To the first of these proposals it is sufficient to reply that both Governments have by the solemn engagement of the Protocol committed to their direct representatives here assembled the duty of concluding a definitive treaty of peace which shall determine the destiny of the archipelago. That these representatives shall, after weeks of patient investigation and interchange of views in oral discussion and written argument, surrender their task unaccomplished to other representatives of the same Governments, is a suggestion which cannot be seriously entertained. Indeed, the memorandum of the Spanish Commissioners frankly admits that in the event of a new disagreement the situation would be the same as that which now confronts the Paris conference. It is equally futile now to invite arbitration as to the meaning of terms plainly expressed in the Protocol. "To avoid misunderstanding," as the United States declared in its note of the 10th of August, the precise agreement of the two Governments was put into a concise and simple form. Shall it be said that this Joint Commission is incapable of interpreting the very compact under which it has assembled! The principle of international arbitration can have no application to such a case. To avoid war no government, it is believed, will do or suffer more than the one which the American Commissioners have the honor to represent in this conference. Unfortunately no way for arbitration was opened before the actual conflict began. Arbitration, as we have had occasion heretofore to observe, precedes war, to avoid its horrors; it does not come after the trial by battle to enable either party to escape its consequences.

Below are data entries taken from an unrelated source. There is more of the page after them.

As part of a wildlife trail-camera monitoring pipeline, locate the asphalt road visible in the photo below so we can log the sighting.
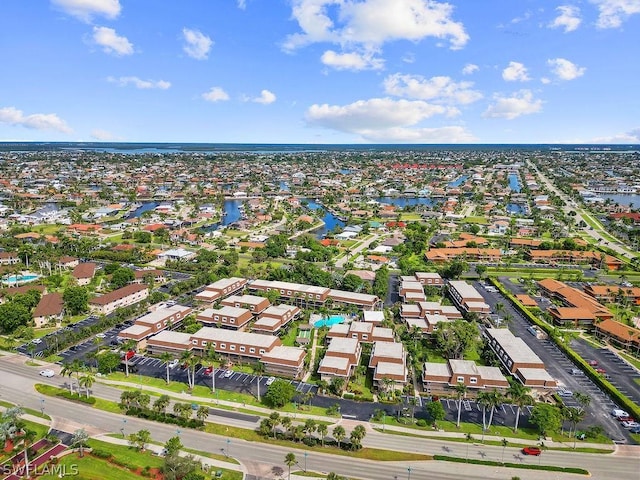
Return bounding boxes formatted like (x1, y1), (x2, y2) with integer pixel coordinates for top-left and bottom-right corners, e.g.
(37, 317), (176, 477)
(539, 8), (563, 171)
(474, 282), (631, 443)
(0, 357), (639, 480)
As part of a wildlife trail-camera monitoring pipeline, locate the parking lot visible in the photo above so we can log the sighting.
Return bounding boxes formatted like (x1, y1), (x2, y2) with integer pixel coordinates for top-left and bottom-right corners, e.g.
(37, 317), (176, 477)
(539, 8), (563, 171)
(129, 355), (318, 396)
(474, 282), (631, 442)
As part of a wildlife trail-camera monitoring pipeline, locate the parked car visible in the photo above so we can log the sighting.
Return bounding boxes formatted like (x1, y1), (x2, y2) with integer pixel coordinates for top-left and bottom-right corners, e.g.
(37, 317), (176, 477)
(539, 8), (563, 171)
(522, 447), (542, 457)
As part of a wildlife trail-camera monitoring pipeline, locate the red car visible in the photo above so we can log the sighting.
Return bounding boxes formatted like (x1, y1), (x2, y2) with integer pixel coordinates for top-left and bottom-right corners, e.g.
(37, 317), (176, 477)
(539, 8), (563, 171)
(522, 447), (542, 457)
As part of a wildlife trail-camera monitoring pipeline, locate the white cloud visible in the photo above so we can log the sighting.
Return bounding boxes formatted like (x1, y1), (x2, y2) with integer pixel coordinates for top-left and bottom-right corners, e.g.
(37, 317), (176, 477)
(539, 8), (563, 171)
(107, 77), (171, 90)
(202, 87), (229, 103)
(91, 128), (119, 142)
(306, 98), (447, 133)
(591, 0), (640, 28)
(182, 28), (213, 60)
(549, 5), (582, 33)
(305, 98), (475, 143)
(359, 126), (478, 143)
(482, 90), (542, 120)
(93, 27), (133, 56)
(283, 0), (469, 50)
(251, 90), (276, 105)
(51, 0), (121, 23)
(462, 63), (480, 75)
(0, 107), (73, 133)
(320, 50), (384, 71)
(589, 128), (640, 144)
(547, 58), (587, 80)
(502, 62), (531, 82)
(384, 73), (482, 104)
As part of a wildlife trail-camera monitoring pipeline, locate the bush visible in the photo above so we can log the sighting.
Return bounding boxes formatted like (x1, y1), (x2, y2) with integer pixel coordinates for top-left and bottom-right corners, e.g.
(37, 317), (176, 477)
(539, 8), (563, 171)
(91, 448), (113, 459)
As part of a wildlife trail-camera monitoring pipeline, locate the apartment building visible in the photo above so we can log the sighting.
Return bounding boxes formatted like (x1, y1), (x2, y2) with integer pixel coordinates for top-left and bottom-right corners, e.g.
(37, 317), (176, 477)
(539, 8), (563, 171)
(33, 293), (64, 328)
(89, 284), (149, 315)
(448, 280), (491, 315)
(422, 359), (509, 397)
(327, 322), (395, 343)
(193, 277), (247, 305)
(318, 338), (362, 383)
(484, 328), (557, 389)
(118, 305), (192, 349)
(132, 269), (167, 284)
(538, 278), (613, 328)
(328, 290), (382, 310)
(369, 341), (407, 390)
(196, 305), (253, 330)
(251, 305), (302, 335)
(248, 279), (330, 306)
(220, 295), (271, 315)
(71, 262), (97, 287)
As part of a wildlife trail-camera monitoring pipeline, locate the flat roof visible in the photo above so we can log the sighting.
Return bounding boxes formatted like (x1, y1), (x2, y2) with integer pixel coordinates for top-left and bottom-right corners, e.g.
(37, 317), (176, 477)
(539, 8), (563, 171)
(191, 327), (279, 348)
(362, 310), (384, 322)
(136, 305), (191, 324)
(449, 280), (484, 302)
(371, 342), (404, 358)
(325, 337), (358, 355)
(149, 330), (191, 348)
(486, 328), (544, 365)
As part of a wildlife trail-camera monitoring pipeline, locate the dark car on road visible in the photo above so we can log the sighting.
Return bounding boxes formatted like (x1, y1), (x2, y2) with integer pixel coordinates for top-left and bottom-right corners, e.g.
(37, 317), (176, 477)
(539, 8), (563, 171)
(522, 447), (542, 457)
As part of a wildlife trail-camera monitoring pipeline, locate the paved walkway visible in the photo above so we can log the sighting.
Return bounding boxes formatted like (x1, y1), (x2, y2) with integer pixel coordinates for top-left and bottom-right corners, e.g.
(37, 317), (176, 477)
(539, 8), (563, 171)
(93, 435), (247, 474)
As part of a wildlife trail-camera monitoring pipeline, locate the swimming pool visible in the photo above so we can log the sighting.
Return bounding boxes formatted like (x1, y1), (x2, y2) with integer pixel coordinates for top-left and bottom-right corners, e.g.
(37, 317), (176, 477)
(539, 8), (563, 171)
(313, 315), (345, 328)
(2, 273), (40, 285)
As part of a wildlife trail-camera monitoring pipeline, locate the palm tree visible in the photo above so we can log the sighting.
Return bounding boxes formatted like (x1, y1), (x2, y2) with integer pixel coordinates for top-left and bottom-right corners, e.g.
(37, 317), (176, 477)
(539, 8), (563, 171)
(253, 360), (265, 403)
(60, 363), (73, 394)
(456, 382), (468, 428)
(21, 430), (38, 478)
(284, 452), (298, 480)
(316, 423), (329, 447)
(71, 428), (89, 458)
(160, 352), (173, 385)
(78, 372), (96, 398)
(507, 380), (533, 432)
(180, 350), (193, 388)
(501, 438), (509, 463)
(332, 425), (347, 448)
(120, 340), (136, 377)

The American Commissioners, feeling that this body must accept the responsibility of reaching conclusions, must decline to ask the assistance of an arbitrator. It is true that the very constitution of a joint commission like the present presupposes a possible irreconcilable difference of opinion of representatives of one nation opposed to others of equal number and authority. In such an event, nothing remains but for one of the contesting parties to yield its opinions in order that a peaceful solution may be reached. In the present case the American Commissioners have determined to make concessions to the extent embodied in the proposals which will conclude this memorandum.

The United States is accused by the Spanish Commissioners of harsh and severe measures in dealing with a discomfited enemy. In the light of events which led to and characterized the war, no less than of historical precedents which might be cited, this charge is found to be entirely groundless.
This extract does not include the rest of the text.